The piece is the third in a series but can stand on its own. It is described as “a heart wrenching examination of love and loss, damage and brokenness, and the beauty that comes when life unfolds in new and wonderful ways,” something I feel reflects our state coming out of the pandemic.
“There is a sense of closure in this piece, which I think is good timing for us coming out of this pandemic,” Nathalie said. She also stated that “there is something a little more hopeful in this piece.”
Creating Hope through Dance
The arts have always been a way to express feelings and emotions. People go to performances for many different reasons, but many of these reasons all go back to creating long-lasting memories. The emotions the arts express are how these memories are created and connections are formed.
My first time seeing any event live was a performance of Mary Poppins in London, Ontario, with my mom, sister, and grandmother. I can’t remember the first time I saw the film, but the day I saw the stage performance is permanently etched into my mind as one of the happiest memories I have with my late grandmother. While I can’t remember who the performers were or what the stage looked like, I can remember how I felt watching the performance: the excitement, the joy, the love. The experience of watching the musical live with my family made the memory unforgettable.

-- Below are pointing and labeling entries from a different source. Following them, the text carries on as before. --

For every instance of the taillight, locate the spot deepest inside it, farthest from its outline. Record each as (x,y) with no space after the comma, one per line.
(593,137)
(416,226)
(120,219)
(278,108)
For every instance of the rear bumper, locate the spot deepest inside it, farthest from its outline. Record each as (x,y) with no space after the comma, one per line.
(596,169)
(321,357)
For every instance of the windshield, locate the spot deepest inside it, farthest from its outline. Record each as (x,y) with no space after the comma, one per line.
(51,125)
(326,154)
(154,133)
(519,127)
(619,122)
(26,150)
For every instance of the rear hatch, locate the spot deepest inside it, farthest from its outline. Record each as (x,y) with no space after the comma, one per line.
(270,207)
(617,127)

Unlike most plays and musicals, not all dance performances have a firm narrative the choreographer wants the audience to understand. That doesn’t matter, however, for creating memories. The goal of the choreographer is to get the audience to feel something and have an emotional response to the performance. This is what can make a memory unforgettable, and dance has the power to bring out powerful emotions within people.
With this in mind, the return of dance post-pandemic has never been more important. Now, more than ever, we need to feel hope and joy. During the pandemic we lost a lot, and one of those things we lost was the magic in a live arts performance.
As Canada reopens and performance centres open their doors to the public, I encourage everyone to get out and experience a live performance, even if you never have before. After losing live performances for two years, it’s time to allow a moment to immerse ourselves in the hope dance and the arts can bring.